Features
27 Feb 19

Why hydrogen could drive your fleet

Hydrogen has a lot going for it, not only as a fuel for transport, but also as an energy carrier. It can be made by superfluous wind and solar energy – and even directly from water vapour in the air.

H2 can contribute to 20 percent of CO2 emission reduction targets by 2050. At the same time, the transition towards hydrogen has the potential to create €2.2 trillion worth of business and 30 million jobs. That is what McKinsey calculated in the Hydrogen Council’s study entitled Hydrogen, Scaling up.

The Hydrogen Council was founded in 2017 at the World Economic Forum and comprises leading companies that invest along the hydrogen value chain, including transportation, industry, and energy production and distribution. Air Liquide, Alstom, Anglo American, Audi, BMW, Daimler, Engie, GM, Honda, Hyundai, Royal Dutch Shell, Equinor (Statoil), Total and Toyota: they all signed up.

More than just transport

They believe that hydrogen is the central pillar of the energy transformation we need to limit global warming to two degrees Celsius. That involves reducing our CO2 emissions by 60% by 2050. Hydrogen can play a major role in several areas: renewable power generation and integration, energy distribution across regions and sectors, and decarbonising both industrial energy use and transportation.

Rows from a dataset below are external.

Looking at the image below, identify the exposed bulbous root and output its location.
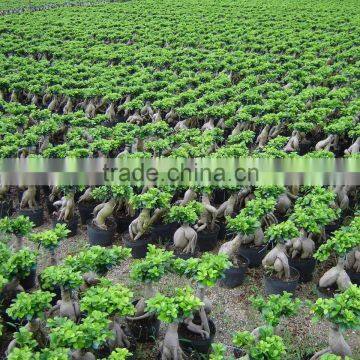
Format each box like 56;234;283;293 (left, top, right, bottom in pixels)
173;224;197;254
319;258;352;291
93;199;116;230
20;185;37;210
262;244;290;280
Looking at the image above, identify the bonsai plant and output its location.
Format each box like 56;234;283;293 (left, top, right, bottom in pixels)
145;287;203;360
314;217;360;296
0;185;13;219
311;285;360;360
126;244;174;342
250;291;301;338
64;246;131;290
233;327;286;360
52;186;78;236
124;188;172;258
19;185;44;227
0;215;34;251
219;212;264;266
88;185;133;246
29;224;70;265
5;248;37;298
40;265;83;322
6;290;54;353
167;201;203;255
175;253;231;346
262;220;299;294
80;280;135;351
194;187;220;251
47;310;114;360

Hydrogen enables the deployment of renewables (wind and solar) by converting and storing more than 500 TWh of otherwise curtailed electricity, the Council reckons. It allows international energy distribution, linking renewable-abundant regions with those requiring energy imports. It can also be used as a buffer and strategic reserve for power.

Straight from the air

Last week, we reported that researchers of Eindhoven University (Netherlands) had succeeded in making hydrogen from water contained in the air. Water molecules are split into hydrogen and oxygen using solar energy.

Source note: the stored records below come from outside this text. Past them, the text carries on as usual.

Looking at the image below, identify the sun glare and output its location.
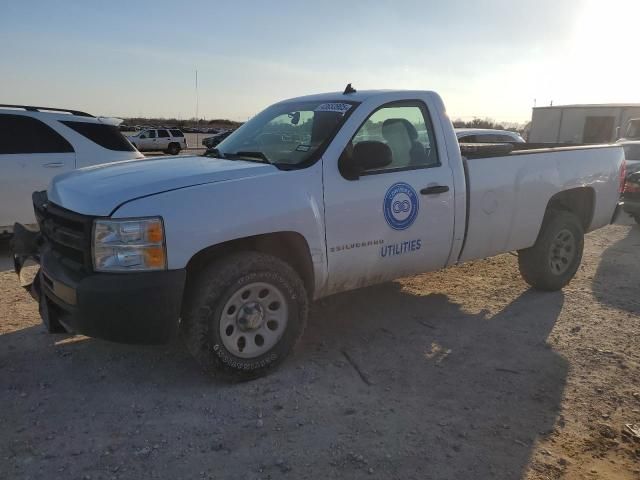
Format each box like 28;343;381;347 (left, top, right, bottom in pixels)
558;0;640;103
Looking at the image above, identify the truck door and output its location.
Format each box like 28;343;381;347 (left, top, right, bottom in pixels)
323;100;454;292
0;114;76;227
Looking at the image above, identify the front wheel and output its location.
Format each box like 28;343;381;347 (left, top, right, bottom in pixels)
182;252;308;380
518;210;584;291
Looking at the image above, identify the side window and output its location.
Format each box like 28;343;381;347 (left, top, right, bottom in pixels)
61;120;135;152
348;102;440;173
0;114;73;154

Yesterday, the University of Leuven (Belgium) announced it has developed a revolutionary system to produce hydrogen sustainably, equally using solar power. There is a substantial difference, though. A conventional solar panel can convert up to 20% of solar energy into electricity. Using this electricity to split water into hydrogen and oxygen is not energy-efficient. The solar panel developed in Leuven solves this by splitting water vapour directly.

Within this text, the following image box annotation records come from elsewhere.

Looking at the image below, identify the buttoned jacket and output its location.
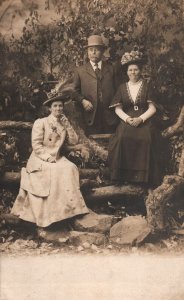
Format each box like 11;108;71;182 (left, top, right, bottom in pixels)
73;62;117;126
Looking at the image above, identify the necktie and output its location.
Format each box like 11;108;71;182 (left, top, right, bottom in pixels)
95;63;101;80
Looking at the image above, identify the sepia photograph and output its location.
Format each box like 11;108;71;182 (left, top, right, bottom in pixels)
0;0;184;300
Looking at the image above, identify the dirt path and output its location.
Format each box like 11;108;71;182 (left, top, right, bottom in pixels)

The University’s Centre for Surface Chemistry and Catalysis has spent ten years developing this special solar panel, which can produce up to 250 litres of hydrogen per day – a world record. Twenty solar panels could provide energy and heat for an average family for an entire year.    

Global problem, global solution

To make hydrogen-based transport work, you need filling stations. Germany has promised to install up to 400 of them by 2023. The UK believes it can build up to 1,150 stations by 2030. In any case, international multilateral cooperation is needed for a hydrogen economy to materialise.

That is also what Benoît Poitier from Air Liquide and Euisun Chung of Hyundai Motor Group explained at the World Economic Forum in Davos last January. “No one country or company can do it alone. Global problems need global solutions. Working together, we look forward to seeing hydrogen play an integral role in a cleaner future.”